In Schwab's book, he discusses how biotechnology and genetically modified food should become a central pillar to repairing global food scarcity issues, issues which COVID has revealed and exacerbated.
He writes "global food security will only be achieved if regulations on genetically modified foods are adapted to reflect the reality that gene editing offers a precise, efficient and safe method of improving crops."
Shiva disagrees. She told The Defender that the "WEF is parading fake science," and "for Mr. Schwab to promote these technologies as solutions proves that The Great Reset is about maintaining and empowering a corporate extraction machine and the private ownership of life."

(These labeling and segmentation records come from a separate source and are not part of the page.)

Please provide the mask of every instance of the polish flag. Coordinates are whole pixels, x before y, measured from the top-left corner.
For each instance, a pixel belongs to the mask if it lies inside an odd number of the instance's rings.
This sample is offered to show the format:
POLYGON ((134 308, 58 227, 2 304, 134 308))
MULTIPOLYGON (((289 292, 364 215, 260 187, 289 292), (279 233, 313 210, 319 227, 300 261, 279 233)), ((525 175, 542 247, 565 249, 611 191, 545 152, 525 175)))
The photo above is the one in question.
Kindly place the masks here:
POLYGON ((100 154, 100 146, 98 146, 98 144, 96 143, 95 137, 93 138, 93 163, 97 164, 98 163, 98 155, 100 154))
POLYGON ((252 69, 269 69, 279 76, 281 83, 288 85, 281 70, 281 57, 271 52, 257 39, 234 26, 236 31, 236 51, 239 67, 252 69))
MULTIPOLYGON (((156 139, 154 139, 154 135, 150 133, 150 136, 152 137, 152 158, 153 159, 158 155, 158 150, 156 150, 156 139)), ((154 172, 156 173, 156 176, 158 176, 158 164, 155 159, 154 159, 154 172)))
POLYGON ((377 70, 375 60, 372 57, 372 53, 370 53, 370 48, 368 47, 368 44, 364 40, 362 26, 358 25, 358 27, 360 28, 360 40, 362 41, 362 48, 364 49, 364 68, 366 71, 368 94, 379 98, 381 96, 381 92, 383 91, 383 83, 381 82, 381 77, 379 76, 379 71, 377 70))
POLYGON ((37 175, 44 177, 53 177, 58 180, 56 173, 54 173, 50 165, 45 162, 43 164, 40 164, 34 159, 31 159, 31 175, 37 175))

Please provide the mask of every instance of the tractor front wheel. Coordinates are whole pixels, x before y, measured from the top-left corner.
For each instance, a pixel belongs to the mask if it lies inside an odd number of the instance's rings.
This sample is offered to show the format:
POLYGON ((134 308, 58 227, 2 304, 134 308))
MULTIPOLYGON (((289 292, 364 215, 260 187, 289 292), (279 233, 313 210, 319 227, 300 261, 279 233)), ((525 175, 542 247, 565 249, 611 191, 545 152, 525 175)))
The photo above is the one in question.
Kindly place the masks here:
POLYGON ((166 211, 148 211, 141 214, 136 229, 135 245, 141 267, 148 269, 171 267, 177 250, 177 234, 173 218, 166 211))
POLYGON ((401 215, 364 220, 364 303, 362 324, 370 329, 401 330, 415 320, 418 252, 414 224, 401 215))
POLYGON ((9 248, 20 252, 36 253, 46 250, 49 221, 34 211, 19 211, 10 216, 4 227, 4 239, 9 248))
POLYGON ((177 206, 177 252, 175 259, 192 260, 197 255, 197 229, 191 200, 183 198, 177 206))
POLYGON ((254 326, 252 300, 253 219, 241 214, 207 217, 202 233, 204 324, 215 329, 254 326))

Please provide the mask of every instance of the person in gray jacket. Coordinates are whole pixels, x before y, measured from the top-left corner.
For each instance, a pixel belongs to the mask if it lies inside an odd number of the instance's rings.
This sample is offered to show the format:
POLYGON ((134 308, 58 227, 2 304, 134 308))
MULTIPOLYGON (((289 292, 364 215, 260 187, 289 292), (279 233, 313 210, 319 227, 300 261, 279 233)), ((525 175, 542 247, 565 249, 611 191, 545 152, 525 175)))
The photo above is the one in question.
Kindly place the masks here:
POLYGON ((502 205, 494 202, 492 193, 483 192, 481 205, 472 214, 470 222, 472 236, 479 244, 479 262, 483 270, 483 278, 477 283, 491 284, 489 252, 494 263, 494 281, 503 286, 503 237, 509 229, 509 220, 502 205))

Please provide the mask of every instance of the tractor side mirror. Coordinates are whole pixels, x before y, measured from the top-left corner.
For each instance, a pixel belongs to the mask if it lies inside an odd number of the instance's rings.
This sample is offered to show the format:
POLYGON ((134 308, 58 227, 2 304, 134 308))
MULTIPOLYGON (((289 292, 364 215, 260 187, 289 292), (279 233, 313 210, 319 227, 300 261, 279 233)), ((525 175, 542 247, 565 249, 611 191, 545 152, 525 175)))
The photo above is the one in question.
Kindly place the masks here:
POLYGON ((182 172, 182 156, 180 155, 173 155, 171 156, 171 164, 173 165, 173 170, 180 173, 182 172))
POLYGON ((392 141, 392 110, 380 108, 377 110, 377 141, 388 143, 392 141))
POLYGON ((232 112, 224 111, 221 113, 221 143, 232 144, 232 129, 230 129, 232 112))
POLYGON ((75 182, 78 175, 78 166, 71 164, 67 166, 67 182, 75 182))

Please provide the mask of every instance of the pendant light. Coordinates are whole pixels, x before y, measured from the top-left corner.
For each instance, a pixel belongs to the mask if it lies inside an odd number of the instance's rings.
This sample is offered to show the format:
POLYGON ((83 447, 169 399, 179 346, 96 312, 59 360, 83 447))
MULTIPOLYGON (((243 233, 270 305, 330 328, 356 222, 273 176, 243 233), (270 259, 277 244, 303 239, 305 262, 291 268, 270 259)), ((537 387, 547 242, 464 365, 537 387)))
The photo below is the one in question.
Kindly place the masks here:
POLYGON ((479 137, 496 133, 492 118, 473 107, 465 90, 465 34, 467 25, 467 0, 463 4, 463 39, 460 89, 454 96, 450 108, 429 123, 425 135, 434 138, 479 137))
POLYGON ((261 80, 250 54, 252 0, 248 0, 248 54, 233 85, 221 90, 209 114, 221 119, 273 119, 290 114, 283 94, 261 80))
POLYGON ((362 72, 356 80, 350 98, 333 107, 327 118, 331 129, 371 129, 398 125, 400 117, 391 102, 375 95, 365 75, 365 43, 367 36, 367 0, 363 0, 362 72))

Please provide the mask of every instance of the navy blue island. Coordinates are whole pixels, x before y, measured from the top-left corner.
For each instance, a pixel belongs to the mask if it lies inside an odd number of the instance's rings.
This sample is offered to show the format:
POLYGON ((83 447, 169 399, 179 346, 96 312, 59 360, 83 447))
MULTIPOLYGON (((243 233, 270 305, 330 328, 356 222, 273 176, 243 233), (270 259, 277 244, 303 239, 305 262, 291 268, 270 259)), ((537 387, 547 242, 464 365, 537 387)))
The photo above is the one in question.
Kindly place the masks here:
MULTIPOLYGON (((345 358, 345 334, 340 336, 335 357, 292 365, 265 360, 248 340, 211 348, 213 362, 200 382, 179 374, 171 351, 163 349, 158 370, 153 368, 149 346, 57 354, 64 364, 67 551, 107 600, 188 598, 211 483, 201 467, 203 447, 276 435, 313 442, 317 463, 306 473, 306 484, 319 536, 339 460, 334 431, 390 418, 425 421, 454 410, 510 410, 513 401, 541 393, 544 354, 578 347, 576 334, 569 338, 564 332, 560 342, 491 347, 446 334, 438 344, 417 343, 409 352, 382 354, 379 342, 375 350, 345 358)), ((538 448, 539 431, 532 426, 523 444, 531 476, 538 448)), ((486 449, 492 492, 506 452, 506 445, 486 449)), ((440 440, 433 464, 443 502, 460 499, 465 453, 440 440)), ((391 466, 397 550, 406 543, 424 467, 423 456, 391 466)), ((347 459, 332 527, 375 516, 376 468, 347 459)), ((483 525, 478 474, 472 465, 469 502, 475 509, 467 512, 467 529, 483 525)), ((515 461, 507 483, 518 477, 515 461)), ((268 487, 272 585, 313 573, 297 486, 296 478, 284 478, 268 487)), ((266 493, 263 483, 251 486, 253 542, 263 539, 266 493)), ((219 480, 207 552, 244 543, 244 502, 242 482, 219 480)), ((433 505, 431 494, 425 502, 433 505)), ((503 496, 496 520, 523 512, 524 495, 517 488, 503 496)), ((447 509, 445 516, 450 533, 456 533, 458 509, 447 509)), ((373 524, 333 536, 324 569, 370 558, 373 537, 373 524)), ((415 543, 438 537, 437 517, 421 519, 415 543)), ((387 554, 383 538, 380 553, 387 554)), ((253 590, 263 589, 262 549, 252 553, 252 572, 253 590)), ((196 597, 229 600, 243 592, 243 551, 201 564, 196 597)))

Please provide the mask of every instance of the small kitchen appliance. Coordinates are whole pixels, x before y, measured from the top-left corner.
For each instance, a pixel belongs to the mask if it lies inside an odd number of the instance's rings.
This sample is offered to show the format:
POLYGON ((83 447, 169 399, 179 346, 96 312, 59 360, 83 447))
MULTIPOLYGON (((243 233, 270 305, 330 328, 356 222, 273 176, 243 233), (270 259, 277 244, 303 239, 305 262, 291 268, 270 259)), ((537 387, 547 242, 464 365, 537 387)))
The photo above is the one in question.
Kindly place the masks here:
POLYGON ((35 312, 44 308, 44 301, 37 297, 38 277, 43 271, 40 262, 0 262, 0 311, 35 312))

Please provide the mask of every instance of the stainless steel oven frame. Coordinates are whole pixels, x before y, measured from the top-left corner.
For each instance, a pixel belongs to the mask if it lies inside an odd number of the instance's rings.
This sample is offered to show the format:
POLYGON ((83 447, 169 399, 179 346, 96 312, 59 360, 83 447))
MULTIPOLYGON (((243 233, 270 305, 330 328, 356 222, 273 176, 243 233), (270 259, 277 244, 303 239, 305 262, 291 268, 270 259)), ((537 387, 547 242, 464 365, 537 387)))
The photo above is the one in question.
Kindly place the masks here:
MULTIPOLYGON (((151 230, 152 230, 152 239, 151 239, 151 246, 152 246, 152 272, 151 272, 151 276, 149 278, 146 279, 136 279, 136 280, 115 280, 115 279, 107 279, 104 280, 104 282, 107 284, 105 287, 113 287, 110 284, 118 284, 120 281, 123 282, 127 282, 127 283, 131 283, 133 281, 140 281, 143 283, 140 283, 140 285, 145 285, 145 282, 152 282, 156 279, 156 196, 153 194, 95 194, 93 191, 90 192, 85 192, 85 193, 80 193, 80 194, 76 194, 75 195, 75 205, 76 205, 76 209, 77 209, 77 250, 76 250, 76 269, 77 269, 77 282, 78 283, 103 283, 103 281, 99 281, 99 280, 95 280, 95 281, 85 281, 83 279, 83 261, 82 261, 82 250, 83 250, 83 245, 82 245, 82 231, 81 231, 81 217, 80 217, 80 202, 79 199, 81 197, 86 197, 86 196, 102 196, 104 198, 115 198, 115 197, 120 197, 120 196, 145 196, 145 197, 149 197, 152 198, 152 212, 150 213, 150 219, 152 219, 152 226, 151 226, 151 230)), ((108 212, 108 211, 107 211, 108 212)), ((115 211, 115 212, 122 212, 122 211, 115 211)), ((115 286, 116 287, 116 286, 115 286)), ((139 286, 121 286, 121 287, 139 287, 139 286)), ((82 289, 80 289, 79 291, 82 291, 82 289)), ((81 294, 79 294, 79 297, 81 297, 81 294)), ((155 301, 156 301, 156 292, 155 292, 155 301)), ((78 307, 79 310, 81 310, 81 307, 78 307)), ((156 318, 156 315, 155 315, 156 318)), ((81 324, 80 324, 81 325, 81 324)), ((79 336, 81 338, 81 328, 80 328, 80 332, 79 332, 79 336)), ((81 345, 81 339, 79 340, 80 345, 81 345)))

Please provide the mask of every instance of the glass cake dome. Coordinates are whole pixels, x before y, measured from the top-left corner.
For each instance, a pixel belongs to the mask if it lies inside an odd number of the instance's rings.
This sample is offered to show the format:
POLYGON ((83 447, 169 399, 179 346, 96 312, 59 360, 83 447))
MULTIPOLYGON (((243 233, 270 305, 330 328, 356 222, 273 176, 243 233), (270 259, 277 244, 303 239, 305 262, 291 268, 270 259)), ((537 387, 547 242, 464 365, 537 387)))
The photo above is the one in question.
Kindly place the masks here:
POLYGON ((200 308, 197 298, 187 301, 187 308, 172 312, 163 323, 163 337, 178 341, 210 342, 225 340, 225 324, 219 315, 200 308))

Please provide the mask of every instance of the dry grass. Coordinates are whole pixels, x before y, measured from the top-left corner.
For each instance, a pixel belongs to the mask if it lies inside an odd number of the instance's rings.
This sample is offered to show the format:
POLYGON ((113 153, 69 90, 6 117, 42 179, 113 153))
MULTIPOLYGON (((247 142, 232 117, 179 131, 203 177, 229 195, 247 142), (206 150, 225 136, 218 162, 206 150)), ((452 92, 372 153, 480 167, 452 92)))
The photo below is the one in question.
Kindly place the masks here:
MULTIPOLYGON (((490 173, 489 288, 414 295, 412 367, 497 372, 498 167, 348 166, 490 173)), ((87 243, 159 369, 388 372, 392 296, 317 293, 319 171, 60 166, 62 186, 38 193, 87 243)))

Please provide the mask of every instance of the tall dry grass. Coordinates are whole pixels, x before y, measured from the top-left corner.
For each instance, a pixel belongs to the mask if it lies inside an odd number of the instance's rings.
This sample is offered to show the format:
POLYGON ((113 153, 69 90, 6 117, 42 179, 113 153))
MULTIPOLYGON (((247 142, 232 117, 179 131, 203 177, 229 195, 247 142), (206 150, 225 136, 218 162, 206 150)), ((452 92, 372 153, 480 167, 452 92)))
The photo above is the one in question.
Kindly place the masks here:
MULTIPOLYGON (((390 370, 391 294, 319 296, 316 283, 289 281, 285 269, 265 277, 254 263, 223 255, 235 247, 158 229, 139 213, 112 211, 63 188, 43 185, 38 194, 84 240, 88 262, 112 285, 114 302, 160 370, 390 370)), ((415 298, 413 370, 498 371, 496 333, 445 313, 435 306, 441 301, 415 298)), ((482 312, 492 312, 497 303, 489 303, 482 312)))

EAT developed what it refers to as "the planetary health diet," which the WEF champions as the "sustainable dietary solution of the future." But according to Leroy, it's a diet that's supposed to replace everything else. "The diet aims to cut the meat and dairy intake of the global population by as much as 90% in some cases and replaces it with lab-made foods, cereals and oil," he said.
Shiva further explained, "EAT's proposed diet is not about nutrition at all, it's about big business and it's about a corporate takeover of the food system."
According to EAT's own reports, the big adjustments the organization and its corporate partners want to make to the food system are "unlikely to be successful if left up to the individual," and the changes they wish to impose on societal eating habits and food "require reframing at the systemic level with hard policy interventions that include laws, fiscal measures, subsidies and penalties, trade reconfiguration and other economic and structural measures."
But Shiva said this is the wrong approach, because "all of the science" shows that diets should be centered around regional and geographical biodiversity. She explained that "EAT's uniform global diet will be produced with western technology and agricultural chemicals. Forcing this onto sovereign nations by multinational lobbying is what I refer to as food imperialism."